Keeping up the pressure for a Cornish tick-box


In this coming week's Cornish Guardian, my article reports on the recent meeting between Cornwall Council and officials from the Office of National Statistics. It will be as follows:

Earlier this month, prominent officials from the Office of National Statistics (ONS) visited Cornwall to meet with representatives of the unitary authority.

The visitors included the Acting Director for the 2021 census, the ONS’s Head of Census Statistical Design & Outputs, and a senior research officer; and the main focus of the meeting was to discuss our demands for a Cornish tick-box on the next census.

In the last census in 2011, the question on national identity gave a choice of five tick-boxes: English, Welsh, Scottish, Northern Irish and British. There was also an “other” box, which invited people to “write in” their nationality.

In the event, a total of 73,220 residents of Cornwall described themselves as Cornish, which equated to 13.8% of the overall population. On a local basis, the top five parishes for self-identification were St Dennis (22.0%), St Hilary (21.6%), St Wenn (21.4%), Carharrack (21.3%) and Warleggan (21.3%); the lowest was Botus Fleming (4.0%).

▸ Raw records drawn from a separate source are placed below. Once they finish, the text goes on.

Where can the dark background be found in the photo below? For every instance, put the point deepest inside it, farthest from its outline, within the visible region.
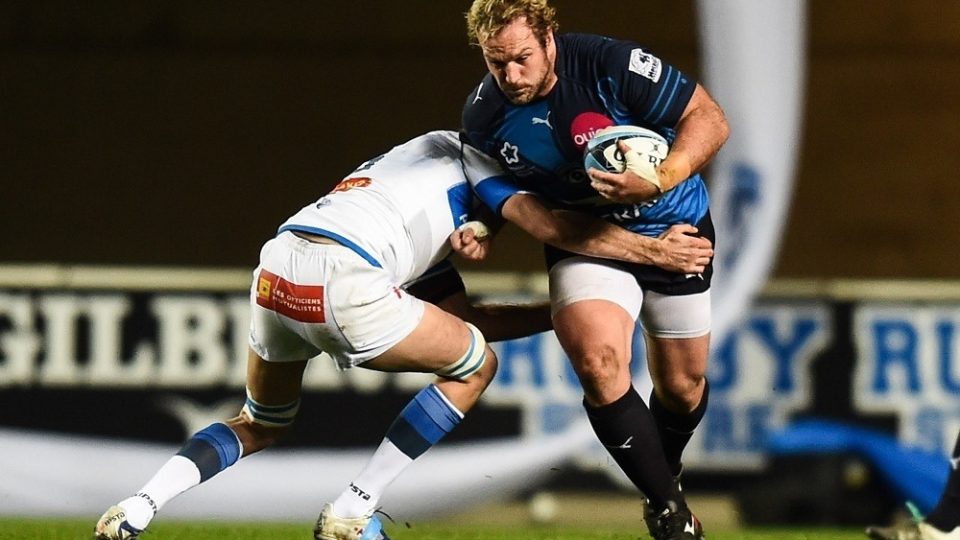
(172, 132)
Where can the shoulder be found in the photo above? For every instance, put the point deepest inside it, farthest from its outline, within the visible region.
(590, 56)
(483, 110)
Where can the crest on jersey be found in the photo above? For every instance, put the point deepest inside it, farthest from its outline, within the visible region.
(645, 64)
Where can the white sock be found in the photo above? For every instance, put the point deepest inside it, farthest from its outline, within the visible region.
(177, 475)
(363, 494)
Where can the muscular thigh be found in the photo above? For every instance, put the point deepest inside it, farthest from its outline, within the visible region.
(594, 306)
(677, 330)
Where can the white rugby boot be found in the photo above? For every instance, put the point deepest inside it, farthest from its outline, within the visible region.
(113, 526)
(332, 527)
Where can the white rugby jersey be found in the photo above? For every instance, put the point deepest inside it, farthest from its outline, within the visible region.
(399, 209)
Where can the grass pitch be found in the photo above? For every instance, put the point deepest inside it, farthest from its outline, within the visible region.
(61, 529)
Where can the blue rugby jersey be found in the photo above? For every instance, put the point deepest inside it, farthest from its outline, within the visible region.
(601, 82)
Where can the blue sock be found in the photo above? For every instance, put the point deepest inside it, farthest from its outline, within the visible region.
(423, 422)
(212, 449)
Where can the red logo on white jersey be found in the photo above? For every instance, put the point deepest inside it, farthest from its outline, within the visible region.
(302, 303)
(586, 125)
(350, 183)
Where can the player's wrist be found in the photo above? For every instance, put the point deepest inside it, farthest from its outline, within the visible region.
(674, 169)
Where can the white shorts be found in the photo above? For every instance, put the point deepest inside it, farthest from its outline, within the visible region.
(308, 297)
(666, 316)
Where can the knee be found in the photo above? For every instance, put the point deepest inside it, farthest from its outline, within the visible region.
(484, 376)
(680, 391)
(255, 436)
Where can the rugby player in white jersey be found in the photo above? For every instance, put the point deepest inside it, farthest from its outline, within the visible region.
(334, 280)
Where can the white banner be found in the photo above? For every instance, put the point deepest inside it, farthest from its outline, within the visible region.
(754, 52)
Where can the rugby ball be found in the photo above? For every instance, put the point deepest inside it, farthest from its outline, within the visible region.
(603, 153)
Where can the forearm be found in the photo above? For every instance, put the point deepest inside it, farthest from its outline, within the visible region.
(587, 235)
(578, 232)
(700, 133)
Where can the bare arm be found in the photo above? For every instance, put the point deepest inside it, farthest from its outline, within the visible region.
(676, 250)
(701, 132)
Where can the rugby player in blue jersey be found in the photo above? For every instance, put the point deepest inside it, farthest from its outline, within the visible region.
(545, 96)
(361, 274)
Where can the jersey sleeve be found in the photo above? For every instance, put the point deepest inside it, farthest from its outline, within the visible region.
(487, 178)
(653, 91)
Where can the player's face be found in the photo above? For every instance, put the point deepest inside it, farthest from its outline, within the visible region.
(522, 66)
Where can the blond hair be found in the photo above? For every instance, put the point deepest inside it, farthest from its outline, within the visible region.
(486, 18)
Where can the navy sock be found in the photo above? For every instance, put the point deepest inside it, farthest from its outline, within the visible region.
(676, 429)
(946, 515)
(626, 428)
(423, 422)
(212, 449)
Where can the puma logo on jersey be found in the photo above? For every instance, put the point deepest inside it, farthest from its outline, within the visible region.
(626, 444)
(510, 153)
(544, 121)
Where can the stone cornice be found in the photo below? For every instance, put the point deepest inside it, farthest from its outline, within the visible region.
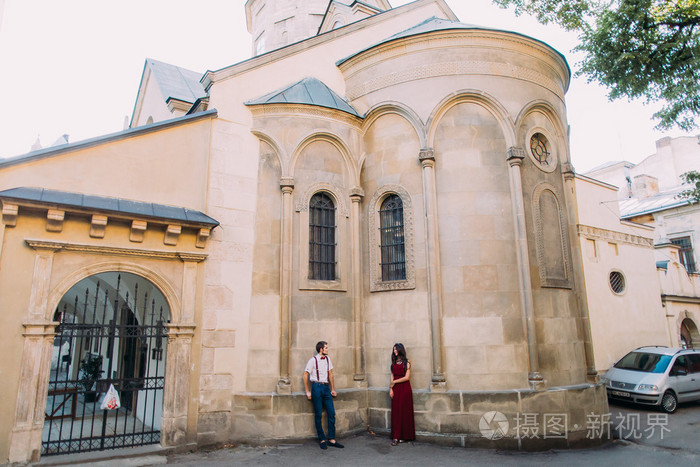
(129, 133)
(473, 38)
(117, 251)
(679, 299)
(285, 110)
(619, 237)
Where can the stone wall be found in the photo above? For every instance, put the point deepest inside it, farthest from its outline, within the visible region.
(452, 418)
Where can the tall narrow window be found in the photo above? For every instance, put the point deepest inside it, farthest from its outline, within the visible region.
(392, 241)
(321, 238)
(685, 253)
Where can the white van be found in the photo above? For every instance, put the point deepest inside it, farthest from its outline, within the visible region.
(659, 376)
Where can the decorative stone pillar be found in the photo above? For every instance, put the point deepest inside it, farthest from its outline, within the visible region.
(515, 158)
(284, 384)
(356, 195)
(427, 160)
(584, 317)
(176, 393)
(25, 438)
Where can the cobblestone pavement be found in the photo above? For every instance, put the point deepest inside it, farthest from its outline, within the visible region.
(646, 437)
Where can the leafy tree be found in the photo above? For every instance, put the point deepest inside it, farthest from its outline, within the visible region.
(692, 194)
(646, 49)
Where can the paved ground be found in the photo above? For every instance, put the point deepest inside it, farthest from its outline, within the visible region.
(647, 437)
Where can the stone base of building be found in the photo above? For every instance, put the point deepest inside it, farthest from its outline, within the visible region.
(519, 419)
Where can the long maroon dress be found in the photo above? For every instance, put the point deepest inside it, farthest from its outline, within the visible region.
(402, 427)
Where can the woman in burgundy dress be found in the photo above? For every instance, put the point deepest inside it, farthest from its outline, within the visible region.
(402, 428)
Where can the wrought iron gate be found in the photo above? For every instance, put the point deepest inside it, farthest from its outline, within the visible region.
(107, 336)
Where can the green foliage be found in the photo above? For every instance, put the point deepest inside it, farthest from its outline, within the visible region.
(692, 194)
(91, 369)
(647, 49)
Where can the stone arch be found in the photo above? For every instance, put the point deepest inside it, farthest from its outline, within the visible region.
(686, 323)
(548, 257)
(277, 148)
(72, 279)
(333, 191)
(560, 133)
(399, 109)
(488, 102)
(334, 140)
(376, 283)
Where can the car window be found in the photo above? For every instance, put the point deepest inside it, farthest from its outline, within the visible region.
(694, 363)
(643, 361)
(681, 363)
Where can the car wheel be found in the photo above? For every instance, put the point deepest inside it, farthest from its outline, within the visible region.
(669, 403)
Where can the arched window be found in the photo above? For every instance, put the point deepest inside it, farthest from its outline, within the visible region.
(321, 238)
(392, 241)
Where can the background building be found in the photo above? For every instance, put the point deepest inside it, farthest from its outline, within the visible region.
(392, 176)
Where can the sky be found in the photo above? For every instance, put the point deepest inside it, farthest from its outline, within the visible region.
(74, 66)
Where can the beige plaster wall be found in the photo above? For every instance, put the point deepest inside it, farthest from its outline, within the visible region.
(619, 323)
(169, 167)
(19, 282)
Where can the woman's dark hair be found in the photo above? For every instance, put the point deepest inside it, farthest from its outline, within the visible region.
(401, 350)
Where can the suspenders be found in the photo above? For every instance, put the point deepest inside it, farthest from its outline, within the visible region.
(328, 366)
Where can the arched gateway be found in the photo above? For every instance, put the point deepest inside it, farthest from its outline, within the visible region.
(112, 333)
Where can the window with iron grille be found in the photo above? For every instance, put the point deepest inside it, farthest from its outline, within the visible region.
(391, 230)
(321, 238)
(617, 282)
(685, 253)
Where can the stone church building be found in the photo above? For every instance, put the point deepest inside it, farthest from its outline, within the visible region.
(371, 175)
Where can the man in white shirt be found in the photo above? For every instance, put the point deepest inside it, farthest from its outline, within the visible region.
(319, 370)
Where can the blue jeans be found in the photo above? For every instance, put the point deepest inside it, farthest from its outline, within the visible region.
(320, 398)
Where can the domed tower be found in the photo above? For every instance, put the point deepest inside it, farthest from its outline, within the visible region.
(276, 23)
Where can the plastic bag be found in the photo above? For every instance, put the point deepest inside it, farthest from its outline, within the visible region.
(110, 401)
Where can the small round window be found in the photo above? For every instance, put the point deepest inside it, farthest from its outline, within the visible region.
(539, 146)
(617, 282)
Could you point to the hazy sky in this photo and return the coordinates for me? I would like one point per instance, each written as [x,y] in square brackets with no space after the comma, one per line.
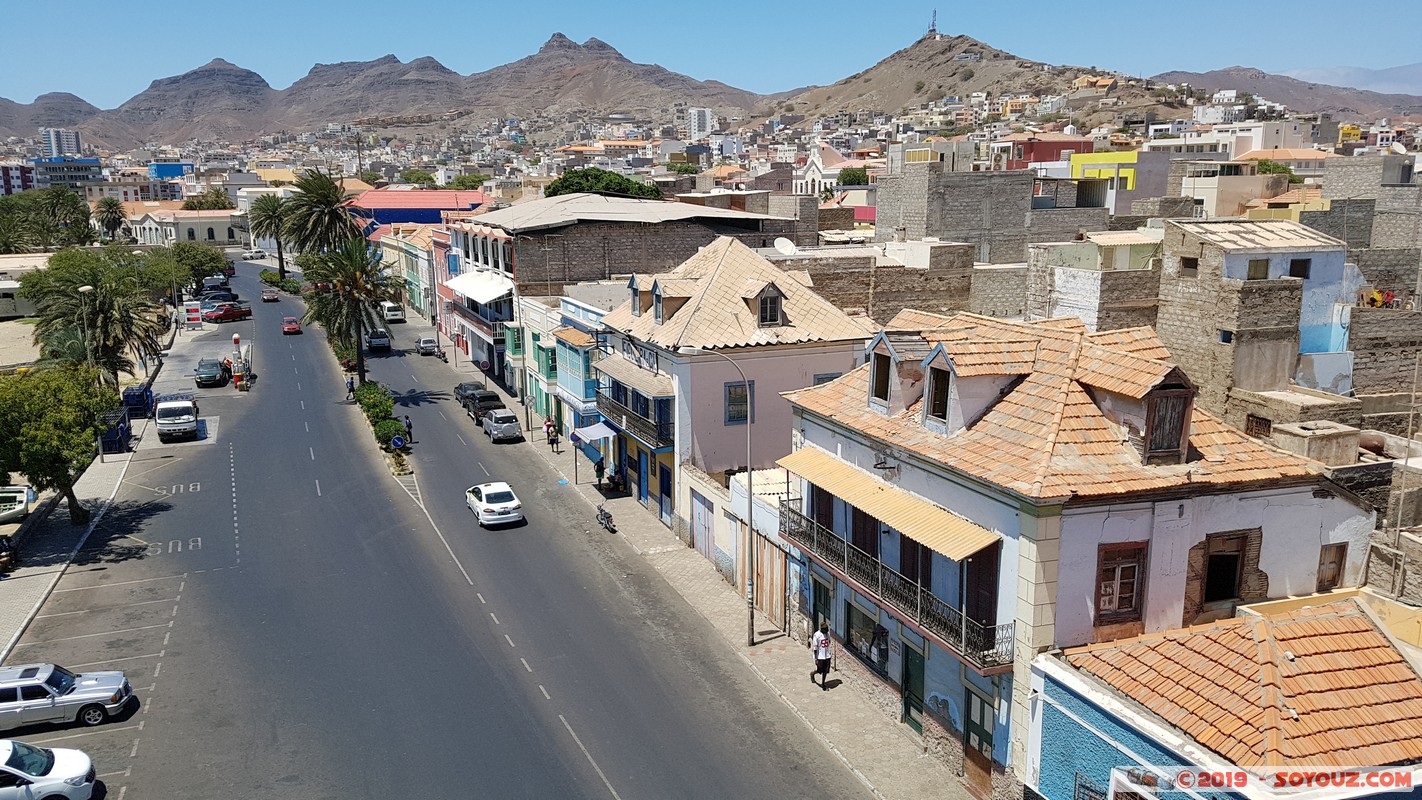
[110,51]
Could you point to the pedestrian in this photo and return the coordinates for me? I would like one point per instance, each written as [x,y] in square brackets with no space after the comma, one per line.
[821,645]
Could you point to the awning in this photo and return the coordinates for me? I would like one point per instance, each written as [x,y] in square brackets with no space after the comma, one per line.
[484,286]
[920,520]
[595,432]
[629,374]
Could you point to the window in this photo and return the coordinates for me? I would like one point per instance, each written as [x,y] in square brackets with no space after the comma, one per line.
[879,387]
[1331,559]
[1119,581]
[939,394]
[770,310]
[1257,426]
[738,401]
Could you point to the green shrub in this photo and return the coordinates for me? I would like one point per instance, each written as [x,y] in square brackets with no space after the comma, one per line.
[387,429]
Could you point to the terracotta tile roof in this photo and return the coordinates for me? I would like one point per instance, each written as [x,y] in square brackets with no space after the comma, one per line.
[1047,438]
[1321,685]
[715,313]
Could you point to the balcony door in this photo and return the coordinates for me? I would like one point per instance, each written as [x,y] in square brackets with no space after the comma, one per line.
[980,576]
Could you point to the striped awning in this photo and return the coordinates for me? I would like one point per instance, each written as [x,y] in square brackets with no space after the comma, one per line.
[920,520]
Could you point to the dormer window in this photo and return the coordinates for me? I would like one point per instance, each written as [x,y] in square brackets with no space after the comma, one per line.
[879,377]
[937,402]
[770,310]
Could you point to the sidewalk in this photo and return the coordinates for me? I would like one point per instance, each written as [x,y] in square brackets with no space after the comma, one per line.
[888,756]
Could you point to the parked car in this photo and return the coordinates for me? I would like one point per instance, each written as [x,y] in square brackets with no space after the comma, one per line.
[494,503]
[481,401]
[31,694]
[228,313]
[462,391]
[211,373]
[41,772]
[378,338]
[501,424]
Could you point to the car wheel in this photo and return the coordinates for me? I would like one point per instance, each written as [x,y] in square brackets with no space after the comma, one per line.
[93,715]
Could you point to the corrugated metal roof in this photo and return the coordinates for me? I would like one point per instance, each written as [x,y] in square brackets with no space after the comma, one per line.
[920,520]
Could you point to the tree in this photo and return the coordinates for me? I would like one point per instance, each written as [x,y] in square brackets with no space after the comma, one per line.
[417,176]
[115,316]
[356,283]
[600,182]
[211,201]
[467,182]
[268,219]
[110,215]
[853,176]
[317,219]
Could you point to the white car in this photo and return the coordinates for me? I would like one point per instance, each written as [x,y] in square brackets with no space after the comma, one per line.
[40,772]
[494,503]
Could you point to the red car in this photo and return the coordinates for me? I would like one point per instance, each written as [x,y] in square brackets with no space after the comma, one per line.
[228,314]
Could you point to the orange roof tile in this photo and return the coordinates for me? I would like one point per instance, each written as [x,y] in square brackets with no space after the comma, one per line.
[1240,687]
[1047,438]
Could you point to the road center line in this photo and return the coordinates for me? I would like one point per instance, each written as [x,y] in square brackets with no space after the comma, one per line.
[607,783]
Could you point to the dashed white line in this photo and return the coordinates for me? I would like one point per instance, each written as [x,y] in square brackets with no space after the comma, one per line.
[607,783]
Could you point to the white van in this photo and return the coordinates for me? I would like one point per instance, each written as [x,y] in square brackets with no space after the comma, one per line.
[391,311]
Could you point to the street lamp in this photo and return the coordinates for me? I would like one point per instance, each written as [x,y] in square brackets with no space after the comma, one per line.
[750,493]
[88,351]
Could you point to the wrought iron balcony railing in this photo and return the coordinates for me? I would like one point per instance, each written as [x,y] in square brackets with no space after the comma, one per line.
[984,645]
[649,431]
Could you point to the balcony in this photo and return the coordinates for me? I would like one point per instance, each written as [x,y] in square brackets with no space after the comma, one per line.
[981,645]
[650,432]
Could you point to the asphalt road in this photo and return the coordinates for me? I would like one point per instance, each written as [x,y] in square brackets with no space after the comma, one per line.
[302,625]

It is impressive, and significant, that nearly 14% of people in Cornwall took the initiative to self-identify as Cornish in the 2011 census but, if there had been a tick-box option, the number of people registered as Cornish would undoubtedly have been considerably higher.

This can be shown by what has transpired in Wales. In 2001, there was no Welsh tick-box on the census, but 14.4% of residents in Wales self-identified as Welsh using the “other” option. A decade on, the inclusion of a tick-box option in the 2011 census meant that 66.6% of people in Wales expressed their national identity as Welsh – a greater than four-fold increase.

In its initial feedback, the ONS indicted that they were not minded to include a Cornish tick-box in the 2021 census but, at the recent meeting, we made a strong – and I would say unanswerable – case for parity with other UK nationalities.

We pointed out how, since the last census, the UK Government had recognised the Cornish as a national minority through the Framework Convention for the Protection of National Minorities, affording them the “same status” as the “UK’s other Celtic people, the Scots, the Welsh and the Irish.”

We reminded the ONS that, in their Opinion Report, the Council of Europe has made a specific recommendation that a Cornish tick-box be included to ensure compliance with the Framework Convention. And we made it clear that by excluding a Cornish tick-box from the 2021 census, the UK authorities would be actively discriminating against the Cornish national minority that they themselves had formally recognised in 2014.

The discussions with ONS are ongoing and Cornwall Council is preparing additional briefing information for the organisation. I will report back again soon on what progress is made.